Les lasers pigmentaires
Le laser émet une lumière d’une longueur d’onde spécifique qui est absorbée par la mélanine. L’énergie lumineuse se transforme en chaleur et pulvérise le pigment, que le corps élimine ensuite comme un déchet.
- Le Laser Q-Switched ou Pico : C’est la référence pour les taches solaires bien délimitées (lentigos). Il fait « éclater » le pigment sans trop chauffer la peau autour. Une petite croûte se forme et tombe après 10 jours.
- La Lumière Pulsée Intense (IPL) : Ce n’est pas un laser pur, mais une lumière large spectre. Elle est excellente pour traiter un teint hétérogène global (rougeurs + taches brunes) sur les peaux claires.
- Le Laser Fraotionné (Fraxel) : Il crée des milliers de micro-puits dans la peau pour forcer la régénération. Il est efficace mais plus agressif.
Le microneedling (la stimulation mécanique)
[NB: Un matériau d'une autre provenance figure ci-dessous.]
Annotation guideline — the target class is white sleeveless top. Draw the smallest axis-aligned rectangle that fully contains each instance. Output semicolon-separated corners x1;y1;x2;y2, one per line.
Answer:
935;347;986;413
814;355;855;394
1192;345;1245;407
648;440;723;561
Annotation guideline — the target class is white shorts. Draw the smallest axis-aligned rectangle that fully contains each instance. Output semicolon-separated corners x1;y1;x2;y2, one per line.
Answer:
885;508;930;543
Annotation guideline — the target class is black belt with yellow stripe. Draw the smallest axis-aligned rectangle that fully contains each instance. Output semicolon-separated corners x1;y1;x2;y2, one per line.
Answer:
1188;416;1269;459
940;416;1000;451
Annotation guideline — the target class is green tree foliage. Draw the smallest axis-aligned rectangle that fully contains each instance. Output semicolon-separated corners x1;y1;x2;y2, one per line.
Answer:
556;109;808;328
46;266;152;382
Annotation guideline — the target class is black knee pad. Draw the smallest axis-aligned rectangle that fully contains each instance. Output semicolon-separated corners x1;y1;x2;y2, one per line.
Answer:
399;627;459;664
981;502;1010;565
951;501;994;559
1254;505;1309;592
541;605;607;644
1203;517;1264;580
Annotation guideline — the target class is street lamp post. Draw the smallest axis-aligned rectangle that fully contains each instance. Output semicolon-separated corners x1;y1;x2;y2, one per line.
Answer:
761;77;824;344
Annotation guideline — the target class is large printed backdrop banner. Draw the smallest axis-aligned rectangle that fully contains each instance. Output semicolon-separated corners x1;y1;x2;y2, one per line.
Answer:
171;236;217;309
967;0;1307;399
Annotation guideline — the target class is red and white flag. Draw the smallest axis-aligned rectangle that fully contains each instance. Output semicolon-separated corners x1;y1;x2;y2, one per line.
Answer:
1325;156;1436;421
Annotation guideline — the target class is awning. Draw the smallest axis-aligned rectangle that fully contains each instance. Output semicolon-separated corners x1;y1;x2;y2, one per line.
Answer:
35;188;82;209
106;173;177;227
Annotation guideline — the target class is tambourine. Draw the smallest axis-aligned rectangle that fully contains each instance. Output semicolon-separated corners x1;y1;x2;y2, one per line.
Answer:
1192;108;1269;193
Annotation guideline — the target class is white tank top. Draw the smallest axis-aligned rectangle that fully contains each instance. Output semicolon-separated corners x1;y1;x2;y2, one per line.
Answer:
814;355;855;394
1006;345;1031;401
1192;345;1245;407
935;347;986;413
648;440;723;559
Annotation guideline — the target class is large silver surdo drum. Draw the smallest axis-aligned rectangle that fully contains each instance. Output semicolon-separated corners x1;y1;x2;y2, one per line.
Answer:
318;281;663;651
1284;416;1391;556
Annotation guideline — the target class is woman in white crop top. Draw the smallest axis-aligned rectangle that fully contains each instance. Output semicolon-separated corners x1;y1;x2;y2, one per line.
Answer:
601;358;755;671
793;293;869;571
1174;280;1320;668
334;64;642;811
À l’aide d’un stylo muni de micro-aiguilles, on crée des micro-perforations dans la peau. Cela a deux effets : stimuler le collagène et permettre la pénétration profonde de sérums dépigmentants appliqués pendant la séance (mésothérapie). C’est une option intéressante pour les peaux foncées car elle génère moins de chaleur que le laser, réduisant le risque de rebond pigmentaire.
La cryothérapie (Le froid)
Pour des taches solaires isolées, le dermatologue peut utiliser de l’azote liquide pour « geler » la tache. C’est rapide et peu coûteux, mais moins précis que le laser et avec un risque plus élevé de laisser une tache blanche (hypopigmentation) à la place de la tache brune.
Le danger : l’hyperpigmentation post-inflammatoire
C’est le risque majeur des traitements cliniques. Si le laser ou le peeling est trop agressif, la peau se sent attaquée et produit… encore plus de pigment !
Ce risque est très élevé pour les peaux mates à noires ainsi que les personnes atteintes de mélasma (la chaleur du laser peut aggraver le mélasma).
C’est pourquoi il est crucial de préparer sa peau 1 mois avant l’acte (avec des crèmes inhibitrices de mélanine) et de fuir le soleil comme la peste après l’intervention. Un traitement dermatologique se fait toujours en hiver.